Size-based conservation is a possible approach only for species that humans do not fish

fisheries science
Sustainable Fisheries-UW: Better fisheries management requires enforcement of already-in-place limits, not new regulations that also go unenforced.

A recent paper in Science spent millions of dollars deploying underwater cameras around the world to measure the size of fish in proximity to humans and in protected areas. The results add visual confirmation to long-held tenets of fisheries science, but the authors’ conclusions – namely, how to best enhance and protect big sharks – are unsupported.

Here is a breakdown of some of the key points from Letessier et al. and why its conclusions miss the mark.

The size of fish in proximity to humans

The researchers found that fish were larger on average the farther they were from human activity. This makes intuitive sense, and indeed, it has been known for hundreds of years that fisheries reduce the average size of individual fish. Growing old and large is much harder when being fished every year.

Older and larger fish reproduce more efficiently, but good fisheries management accounts for that – every sustainably fished population in the world would have bigger and older fish if fishing stopped. In the paper, most of the underwater camera samples occurred off the coast of Australia and New Zealand, which have excellent fishery management – we would expect those well-managed fisheries to have smaller fish.

The size of pelagic fish in protected areas

The conclusion that fish farther away from human development are larger is not surprising and it holds up when adding spatial protection as a variable. Fish in partially or highly protected areas are larger the farther away they are from human markets.

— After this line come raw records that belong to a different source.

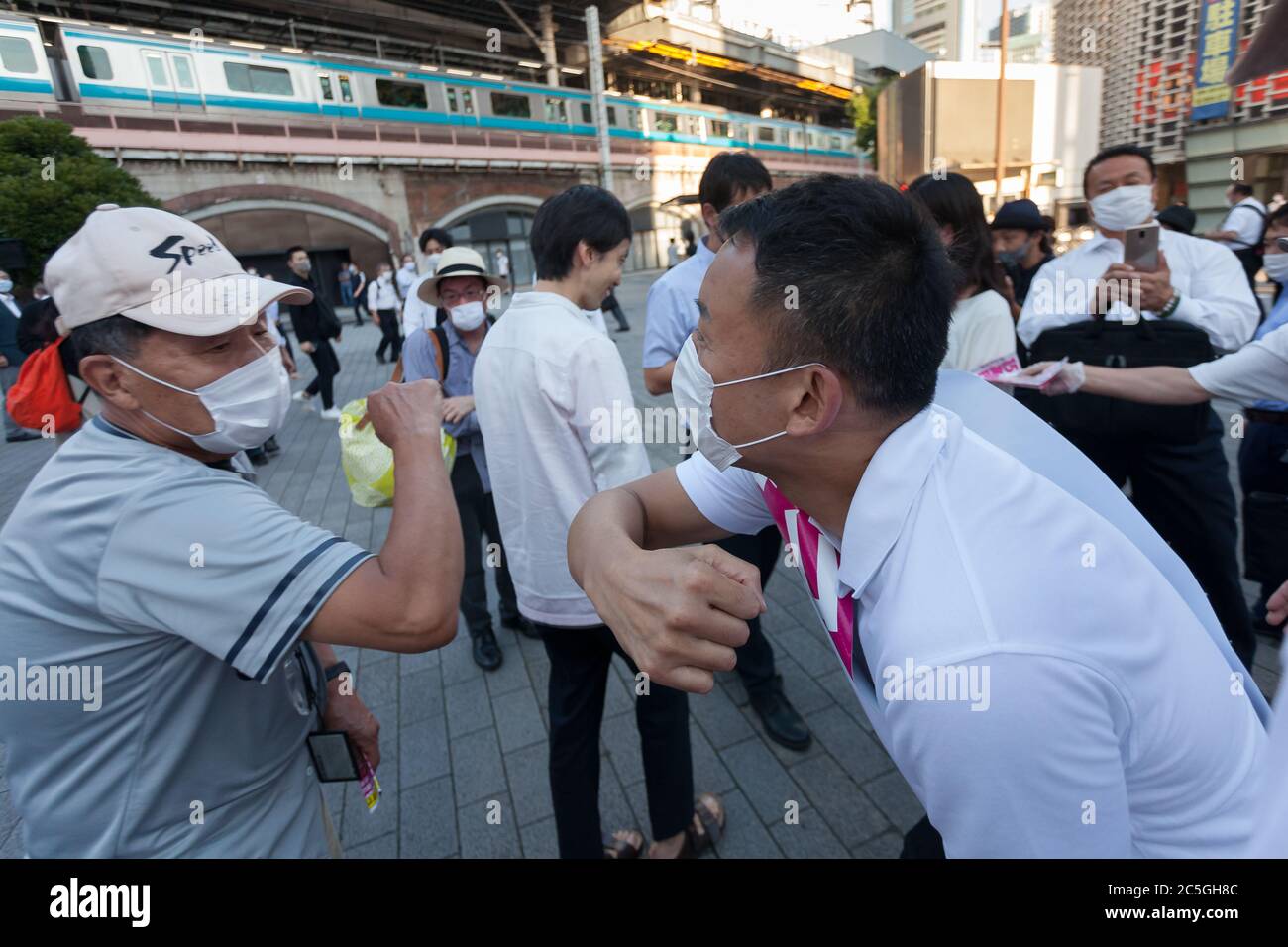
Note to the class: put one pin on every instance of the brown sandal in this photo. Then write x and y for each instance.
(621, 849)
(709, 815)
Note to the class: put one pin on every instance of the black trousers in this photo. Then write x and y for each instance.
(327, 367)
(756, 657)
(579, 680)
(478, 519)
(1184, 491)
(1262, 468)
(390, 334)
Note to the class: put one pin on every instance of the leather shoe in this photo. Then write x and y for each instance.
(487, 652)
(522, 625)
(782, 723)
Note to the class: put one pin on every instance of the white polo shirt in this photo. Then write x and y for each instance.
(546, 385)
(1215, 292)
(1095, 715)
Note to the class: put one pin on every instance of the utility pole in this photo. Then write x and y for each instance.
(595, 63)
(1000, 151)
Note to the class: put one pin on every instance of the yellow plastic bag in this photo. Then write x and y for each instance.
(369, 464)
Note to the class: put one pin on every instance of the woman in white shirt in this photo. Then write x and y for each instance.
(982, 330)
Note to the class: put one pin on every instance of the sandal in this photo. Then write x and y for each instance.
(704, 831)
(625, 848)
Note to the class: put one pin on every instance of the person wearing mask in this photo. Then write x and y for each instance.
(982, 330)
(1091, 741)
(1241, 228)
(382, 303)
(416, 313)
(11, 357)
(316, 325)
(542, 375)
(1020, 244)
(451, 350)
(1180, 484)
(729, 179)
(207, 613)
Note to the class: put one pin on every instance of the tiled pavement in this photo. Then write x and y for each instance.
(456, 741)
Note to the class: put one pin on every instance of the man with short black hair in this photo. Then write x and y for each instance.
(1180, 484)
(729, 179)
(948, 577)
(544, 377)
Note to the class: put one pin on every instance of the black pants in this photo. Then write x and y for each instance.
(579, 680)
(1184, 491)
(1263, 470)
(390, 335)
(478, 518)
(327, 367)
(756, 657)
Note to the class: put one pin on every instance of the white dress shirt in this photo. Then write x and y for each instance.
(1248, 219)
(1215, 292)
(542, 380)
(416, 312)
(1108, 723)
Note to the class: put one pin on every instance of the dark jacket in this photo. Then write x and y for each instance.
(313, 321)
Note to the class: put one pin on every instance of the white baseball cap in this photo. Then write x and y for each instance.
(156, 268)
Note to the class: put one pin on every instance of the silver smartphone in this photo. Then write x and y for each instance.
(1141, 248)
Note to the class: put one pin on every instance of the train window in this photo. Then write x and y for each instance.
(94, 62)
(557, 111)
(513, 106)
(16, 54)
(258, 78)
(664, 121)
(460, 101)
(400, 94)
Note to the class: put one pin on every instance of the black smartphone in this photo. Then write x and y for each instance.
(334, 757)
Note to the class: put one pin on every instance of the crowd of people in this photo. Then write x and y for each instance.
(954, 527)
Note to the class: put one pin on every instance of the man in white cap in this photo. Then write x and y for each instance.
(446, 354)
(171, 624)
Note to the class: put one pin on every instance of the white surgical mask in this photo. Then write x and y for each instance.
(248, 405)
(468, 316)
(1276, 266)
(1124, 206)
(694, 388)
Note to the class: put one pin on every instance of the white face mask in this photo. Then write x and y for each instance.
(1124, 206)
(694, 388)
(468, 316)
(1276, 266)
(248, 405)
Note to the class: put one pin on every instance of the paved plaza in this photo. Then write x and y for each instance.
(456, 740)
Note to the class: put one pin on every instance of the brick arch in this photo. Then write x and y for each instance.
(237, 196)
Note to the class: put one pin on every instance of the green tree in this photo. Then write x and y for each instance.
(51, 179)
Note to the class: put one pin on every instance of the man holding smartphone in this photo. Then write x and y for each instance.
(1181, 488)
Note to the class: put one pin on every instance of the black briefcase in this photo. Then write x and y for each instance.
(1121, 346)
(1265, 530)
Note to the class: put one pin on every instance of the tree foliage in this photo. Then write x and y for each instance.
(51, 179)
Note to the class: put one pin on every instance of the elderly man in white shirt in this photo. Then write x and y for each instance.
(1181, 488)
(545, 380)
(1042, 684)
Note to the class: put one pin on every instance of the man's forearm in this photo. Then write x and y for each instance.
(1159, 384)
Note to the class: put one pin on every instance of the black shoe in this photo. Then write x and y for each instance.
(522, 625)
(782, 723)
(487, 652)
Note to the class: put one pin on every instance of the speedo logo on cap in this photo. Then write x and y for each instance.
(175, 250)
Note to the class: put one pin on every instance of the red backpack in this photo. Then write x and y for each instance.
(43, 393)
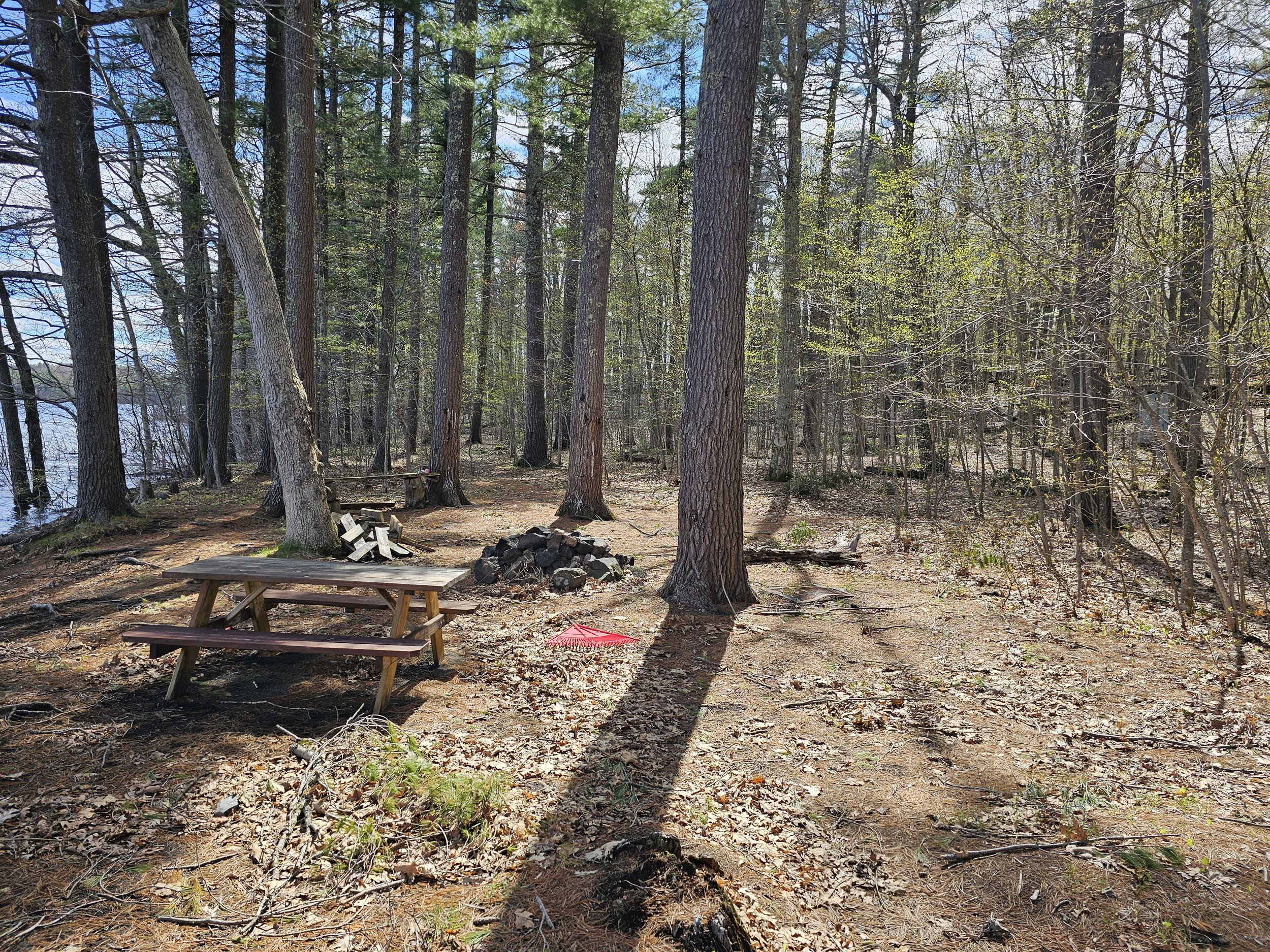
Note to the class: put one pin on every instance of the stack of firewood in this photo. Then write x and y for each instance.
(374, 536)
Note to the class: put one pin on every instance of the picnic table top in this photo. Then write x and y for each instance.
(393, 575)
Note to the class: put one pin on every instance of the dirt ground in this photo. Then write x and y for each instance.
(808, 768)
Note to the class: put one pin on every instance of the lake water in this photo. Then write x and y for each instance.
(61, 463)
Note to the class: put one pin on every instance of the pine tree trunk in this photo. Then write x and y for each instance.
(1096, 230)
(309, 524)
(216, 469)
(383, 461)
(1195, 283)
(453, 300)
(19, 479)
(487, 275)
(410, 442)
(273, 194)
(101, 489)
(535, 452)
(40, 494)
(301, 298)
(781, 466)
(709, 572)
(585, 496)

Pelagic megafauna that migrate in and out of protected areas – like sharks, tunas and billfish – show a disproportionate increase in size when far away from humans and in a highly protected area. However, smaller benthic fauna see little difference in size in protected areas and are mostly dependent on distance from humans.

Are distant protected areas the answer then?

Based on their results, the authors of the paper argue that large, protected areas far away from humans (like on the high seas) would help protect large pelagic species, specifically sharks and ensure that they can grow large. Tuna and billfish are doing well around the world, but many shark species are overfished and threatened.

Evidence shows that reducing fishing pressure on sharks is the best way to help them. Large, highly protected areas might reduce a little fishing pressure, but most fishing will simply move to other, unregulated areas and continue to threaten sharks.

The major shark conservation paper cited by the authors, Dulvey et al. 2021, which led a global review of shark threats found that:

Species are disproportionately threatened in tropical and subtropical coastal waters. Science-based limits on fishing, effective marine protected areas and approaches that reduce or eliminate fishing mortality are urgently needed to minimize the mortality of threatened species and ensure sustainable catch and trade of others.

Science-based catch limits are already in place in many of the places studied (including the high seas). Enforcement is not as robust as it should be on the high seas; the answer is better enforcement of already in-place limits, not new regulations that also would not be enforced.

The authors also argue for more size-based conservation. That is a possible approach for species that humans do not fish, but any population that is fished and highly mobile (like tuna, sharks and billfish), will not reach pre-industrial sizes, no matter the conservation interventions. Fishing, like all food production, requires trade-offs.